Setelah semua itu, istirahat Kania selalu diganggu oleh bisikan halus yang ia benci dan rindu dalam waktu bersamaan.
"Jangan belajar terlalu keras, lah. Mending lo diremedial daripada diinfus."
"Kan, gue udah kasih tahu, Bagas itu suka sama lo, Ni. Kenapa makin ke sini lo makin nempel sama dia, sih?!"
"Kalau terus pilih kasih, mending lo usir aja bokap lo itu. Heran, udah tua, tapi masih aja gak ngerti keadilan."
Kania selalu frustrasi tidurnya diganggu, tetapi selalu enggan bangun. Karena ia tahu, suara itu akan menghilang saat ia membuka mata. Lalu, yang tersisa hanya hampa sekaligus rindu yang semakin menggunung.
Dan sekarang, untuk ke sekian kali, Kania terjebak dalam situasi itu lagi. Di mana ia bisa mendengar suara Jarvis begitu jelas, tetapi Kania enggan membuka mata.
"Suhu tubuh pasien sudah normal, jadi suhu ruangannya bisa disesuaikan. Dan kalau nanti pasien sadar, tolong diberi air hangat, ya. Pelan-pelan, jangan banyak sekaligus."
"Baik, Dok."
Suara itu terdengar begitu dekat dan nyata. Kania ingin melihat sosoknya, tetapi takut dikecewakan kenyataan.
"Nak Jarvis isi perut dulu. Dari kemarin, nenek belum lihat Nak Jarvis makan. Tadi kakeknya Kania udah beli nasi, dimakan dulu, Nak."

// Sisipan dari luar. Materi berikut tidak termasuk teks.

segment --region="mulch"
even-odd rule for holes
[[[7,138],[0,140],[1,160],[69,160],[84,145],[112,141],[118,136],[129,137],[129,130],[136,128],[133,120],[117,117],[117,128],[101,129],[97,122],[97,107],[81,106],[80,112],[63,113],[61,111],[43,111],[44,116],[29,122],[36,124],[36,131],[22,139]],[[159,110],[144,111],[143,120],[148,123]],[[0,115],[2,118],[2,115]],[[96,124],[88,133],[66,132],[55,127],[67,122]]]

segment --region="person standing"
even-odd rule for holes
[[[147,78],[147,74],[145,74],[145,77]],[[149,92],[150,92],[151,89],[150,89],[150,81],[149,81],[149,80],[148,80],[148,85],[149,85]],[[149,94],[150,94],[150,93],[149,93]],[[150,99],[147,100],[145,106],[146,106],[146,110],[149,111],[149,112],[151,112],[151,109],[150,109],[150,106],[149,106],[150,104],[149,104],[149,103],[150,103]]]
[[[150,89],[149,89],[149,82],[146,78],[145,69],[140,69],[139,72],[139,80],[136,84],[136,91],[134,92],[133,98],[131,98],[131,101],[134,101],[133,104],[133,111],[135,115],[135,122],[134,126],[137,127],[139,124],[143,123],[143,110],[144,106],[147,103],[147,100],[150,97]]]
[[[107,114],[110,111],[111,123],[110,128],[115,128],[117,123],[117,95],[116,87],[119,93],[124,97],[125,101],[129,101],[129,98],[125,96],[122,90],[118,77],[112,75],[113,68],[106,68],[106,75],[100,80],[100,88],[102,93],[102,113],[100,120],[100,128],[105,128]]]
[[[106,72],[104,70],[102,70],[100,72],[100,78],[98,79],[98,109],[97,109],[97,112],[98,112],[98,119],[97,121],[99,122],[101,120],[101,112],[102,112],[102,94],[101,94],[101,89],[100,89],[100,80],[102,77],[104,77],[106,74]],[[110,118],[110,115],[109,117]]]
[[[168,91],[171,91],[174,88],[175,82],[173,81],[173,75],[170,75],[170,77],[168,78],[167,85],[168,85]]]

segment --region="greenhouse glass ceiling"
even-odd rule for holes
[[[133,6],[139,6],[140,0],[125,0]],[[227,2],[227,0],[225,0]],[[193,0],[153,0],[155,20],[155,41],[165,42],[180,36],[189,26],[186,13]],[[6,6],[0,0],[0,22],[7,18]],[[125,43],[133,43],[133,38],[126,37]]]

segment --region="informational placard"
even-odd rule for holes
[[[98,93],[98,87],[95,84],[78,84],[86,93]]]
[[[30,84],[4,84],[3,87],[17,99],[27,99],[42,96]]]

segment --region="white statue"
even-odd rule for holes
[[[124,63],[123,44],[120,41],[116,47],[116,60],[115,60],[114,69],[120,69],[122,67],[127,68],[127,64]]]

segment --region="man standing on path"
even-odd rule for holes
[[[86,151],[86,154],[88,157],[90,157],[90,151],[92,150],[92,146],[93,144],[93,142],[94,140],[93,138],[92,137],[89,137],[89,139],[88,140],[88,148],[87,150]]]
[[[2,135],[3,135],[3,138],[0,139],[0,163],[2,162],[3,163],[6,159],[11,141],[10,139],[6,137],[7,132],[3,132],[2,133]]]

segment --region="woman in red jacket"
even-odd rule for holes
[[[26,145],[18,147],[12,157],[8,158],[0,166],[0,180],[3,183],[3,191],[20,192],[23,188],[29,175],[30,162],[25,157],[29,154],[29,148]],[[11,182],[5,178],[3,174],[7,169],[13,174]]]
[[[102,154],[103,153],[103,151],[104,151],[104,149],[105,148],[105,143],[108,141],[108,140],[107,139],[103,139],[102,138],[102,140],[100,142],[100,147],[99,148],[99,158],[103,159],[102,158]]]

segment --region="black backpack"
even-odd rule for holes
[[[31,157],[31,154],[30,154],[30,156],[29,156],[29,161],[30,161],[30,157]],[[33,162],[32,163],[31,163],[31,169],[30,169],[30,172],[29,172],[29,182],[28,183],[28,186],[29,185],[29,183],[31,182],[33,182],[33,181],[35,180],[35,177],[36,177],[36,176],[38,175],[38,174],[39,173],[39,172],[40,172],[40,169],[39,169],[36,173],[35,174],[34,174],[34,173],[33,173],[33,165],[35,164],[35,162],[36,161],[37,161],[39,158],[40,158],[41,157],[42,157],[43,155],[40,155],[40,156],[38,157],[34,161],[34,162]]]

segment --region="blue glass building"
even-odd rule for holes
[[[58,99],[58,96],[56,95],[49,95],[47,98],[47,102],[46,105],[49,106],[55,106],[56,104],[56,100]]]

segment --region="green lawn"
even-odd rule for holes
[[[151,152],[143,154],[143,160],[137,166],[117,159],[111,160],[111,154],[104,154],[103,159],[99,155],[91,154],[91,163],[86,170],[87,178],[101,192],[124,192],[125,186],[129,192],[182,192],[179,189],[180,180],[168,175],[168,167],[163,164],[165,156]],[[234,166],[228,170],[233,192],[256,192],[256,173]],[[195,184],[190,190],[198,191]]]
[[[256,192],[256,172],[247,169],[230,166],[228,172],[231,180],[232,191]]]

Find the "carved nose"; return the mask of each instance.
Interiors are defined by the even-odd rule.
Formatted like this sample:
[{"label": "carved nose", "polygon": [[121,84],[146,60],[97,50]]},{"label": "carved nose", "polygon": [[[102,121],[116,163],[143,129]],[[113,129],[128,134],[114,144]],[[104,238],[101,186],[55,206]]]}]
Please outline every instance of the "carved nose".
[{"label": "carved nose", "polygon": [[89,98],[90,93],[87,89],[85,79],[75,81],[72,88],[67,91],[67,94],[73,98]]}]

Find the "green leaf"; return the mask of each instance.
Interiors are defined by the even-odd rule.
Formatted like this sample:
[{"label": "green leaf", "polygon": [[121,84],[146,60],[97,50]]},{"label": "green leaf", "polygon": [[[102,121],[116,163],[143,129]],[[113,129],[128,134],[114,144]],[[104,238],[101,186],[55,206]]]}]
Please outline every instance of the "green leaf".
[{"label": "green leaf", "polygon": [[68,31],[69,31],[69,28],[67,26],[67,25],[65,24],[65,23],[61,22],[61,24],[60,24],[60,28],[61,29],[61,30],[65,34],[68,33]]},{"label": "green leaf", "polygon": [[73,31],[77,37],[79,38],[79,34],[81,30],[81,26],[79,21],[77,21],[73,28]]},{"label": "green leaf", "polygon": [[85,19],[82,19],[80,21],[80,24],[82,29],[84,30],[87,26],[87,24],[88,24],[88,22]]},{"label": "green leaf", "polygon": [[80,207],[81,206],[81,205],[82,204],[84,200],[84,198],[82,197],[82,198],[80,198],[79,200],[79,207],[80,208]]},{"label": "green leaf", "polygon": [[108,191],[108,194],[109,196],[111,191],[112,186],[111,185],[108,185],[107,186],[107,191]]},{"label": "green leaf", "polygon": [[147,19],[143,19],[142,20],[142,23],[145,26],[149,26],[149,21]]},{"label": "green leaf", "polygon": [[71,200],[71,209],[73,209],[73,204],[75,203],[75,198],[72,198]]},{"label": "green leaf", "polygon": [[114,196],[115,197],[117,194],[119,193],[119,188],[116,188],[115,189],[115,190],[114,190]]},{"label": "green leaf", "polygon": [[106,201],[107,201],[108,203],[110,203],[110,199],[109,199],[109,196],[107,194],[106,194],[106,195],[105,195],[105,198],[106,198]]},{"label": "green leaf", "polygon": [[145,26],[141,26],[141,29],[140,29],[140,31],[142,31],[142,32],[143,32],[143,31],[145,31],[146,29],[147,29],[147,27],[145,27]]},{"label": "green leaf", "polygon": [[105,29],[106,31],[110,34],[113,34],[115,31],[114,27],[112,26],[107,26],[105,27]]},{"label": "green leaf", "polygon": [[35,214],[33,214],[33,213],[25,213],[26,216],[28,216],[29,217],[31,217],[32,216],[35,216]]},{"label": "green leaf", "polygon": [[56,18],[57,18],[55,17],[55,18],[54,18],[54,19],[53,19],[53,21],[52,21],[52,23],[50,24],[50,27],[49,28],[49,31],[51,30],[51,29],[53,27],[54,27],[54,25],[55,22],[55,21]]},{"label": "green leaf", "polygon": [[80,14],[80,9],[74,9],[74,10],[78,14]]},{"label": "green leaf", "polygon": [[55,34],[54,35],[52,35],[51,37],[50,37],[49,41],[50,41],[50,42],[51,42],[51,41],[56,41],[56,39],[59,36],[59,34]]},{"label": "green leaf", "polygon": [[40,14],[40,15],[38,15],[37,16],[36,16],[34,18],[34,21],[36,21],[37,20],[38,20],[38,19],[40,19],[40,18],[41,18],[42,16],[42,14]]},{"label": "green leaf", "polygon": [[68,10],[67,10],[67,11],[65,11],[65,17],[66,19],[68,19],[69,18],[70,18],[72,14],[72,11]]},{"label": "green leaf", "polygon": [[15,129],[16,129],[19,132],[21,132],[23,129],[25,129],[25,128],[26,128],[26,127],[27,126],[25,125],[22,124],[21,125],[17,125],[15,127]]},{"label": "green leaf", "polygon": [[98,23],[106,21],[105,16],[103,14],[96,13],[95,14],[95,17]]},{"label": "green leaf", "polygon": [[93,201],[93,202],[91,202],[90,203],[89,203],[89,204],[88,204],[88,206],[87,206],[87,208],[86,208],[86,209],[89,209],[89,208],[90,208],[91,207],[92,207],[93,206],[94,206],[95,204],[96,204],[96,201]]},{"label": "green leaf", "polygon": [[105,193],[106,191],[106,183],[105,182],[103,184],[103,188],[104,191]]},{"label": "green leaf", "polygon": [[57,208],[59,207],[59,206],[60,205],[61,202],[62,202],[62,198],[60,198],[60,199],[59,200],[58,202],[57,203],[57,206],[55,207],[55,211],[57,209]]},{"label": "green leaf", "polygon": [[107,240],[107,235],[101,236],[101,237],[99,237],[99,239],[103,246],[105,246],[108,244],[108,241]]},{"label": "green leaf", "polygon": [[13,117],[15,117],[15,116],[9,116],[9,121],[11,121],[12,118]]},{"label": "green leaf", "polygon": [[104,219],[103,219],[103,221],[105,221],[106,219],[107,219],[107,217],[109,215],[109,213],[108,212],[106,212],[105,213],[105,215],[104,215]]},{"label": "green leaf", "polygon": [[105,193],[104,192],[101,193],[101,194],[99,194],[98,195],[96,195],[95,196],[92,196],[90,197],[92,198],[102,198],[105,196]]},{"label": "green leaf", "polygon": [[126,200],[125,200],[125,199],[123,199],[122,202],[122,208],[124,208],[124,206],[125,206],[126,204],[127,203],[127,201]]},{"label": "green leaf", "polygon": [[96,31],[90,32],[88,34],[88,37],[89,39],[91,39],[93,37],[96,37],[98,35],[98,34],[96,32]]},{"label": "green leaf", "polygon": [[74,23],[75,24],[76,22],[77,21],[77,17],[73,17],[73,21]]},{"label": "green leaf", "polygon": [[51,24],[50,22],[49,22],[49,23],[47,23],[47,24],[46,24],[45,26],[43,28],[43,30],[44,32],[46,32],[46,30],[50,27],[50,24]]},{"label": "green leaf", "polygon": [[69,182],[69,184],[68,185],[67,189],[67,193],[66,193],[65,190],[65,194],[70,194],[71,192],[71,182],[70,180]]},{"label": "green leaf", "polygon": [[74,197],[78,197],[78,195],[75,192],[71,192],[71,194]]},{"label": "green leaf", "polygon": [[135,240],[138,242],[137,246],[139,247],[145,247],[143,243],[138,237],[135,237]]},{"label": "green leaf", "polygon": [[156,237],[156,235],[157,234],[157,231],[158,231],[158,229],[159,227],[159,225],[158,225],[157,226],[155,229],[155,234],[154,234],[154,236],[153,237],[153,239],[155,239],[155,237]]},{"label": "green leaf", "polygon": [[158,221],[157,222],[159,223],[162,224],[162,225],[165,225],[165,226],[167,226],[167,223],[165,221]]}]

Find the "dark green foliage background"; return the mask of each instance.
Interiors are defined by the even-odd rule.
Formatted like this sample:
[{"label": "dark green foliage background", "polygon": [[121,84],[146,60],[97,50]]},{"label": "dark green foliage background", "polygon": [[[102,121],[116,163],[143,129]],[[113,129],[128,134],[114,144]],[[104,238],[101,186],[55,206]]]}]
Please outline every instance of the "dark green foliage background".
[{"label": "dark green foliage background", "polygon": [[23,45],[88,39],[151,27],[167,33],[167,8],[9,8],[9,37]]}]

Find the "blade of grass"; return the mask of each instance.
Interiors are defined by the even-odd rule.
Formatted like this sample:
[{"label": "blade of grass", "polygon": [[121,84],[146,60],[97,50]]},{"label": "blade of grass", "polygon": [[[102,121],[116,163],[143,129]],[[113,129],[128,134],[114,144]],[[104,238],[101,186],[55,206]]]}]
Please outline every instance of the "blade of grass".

"Nanti saja, Nek. Saya gak selera makan. Gak bisa tenang kalau Kania belum sadar."
Jar, jangan siksa gue kayak gini. Gue mohon.
Di tengah keputusasaan, Kania bisa merasakan sentuhan di pipinya. Walaupun sudah berbulan-bulan, tetapi Kania masih bisa mengenali sentuhan Jarvis. Dia selalu menggerakkan jempolnya dengan lembut, beralih mengusap dahi Kania, lalu menyelipkan rambut panjangnya ke balik daun telinga. Persis seperti yang Kania rasakan sekarang. Dan sentuhan ini terlalu nyata untuk sekadar halusinasi.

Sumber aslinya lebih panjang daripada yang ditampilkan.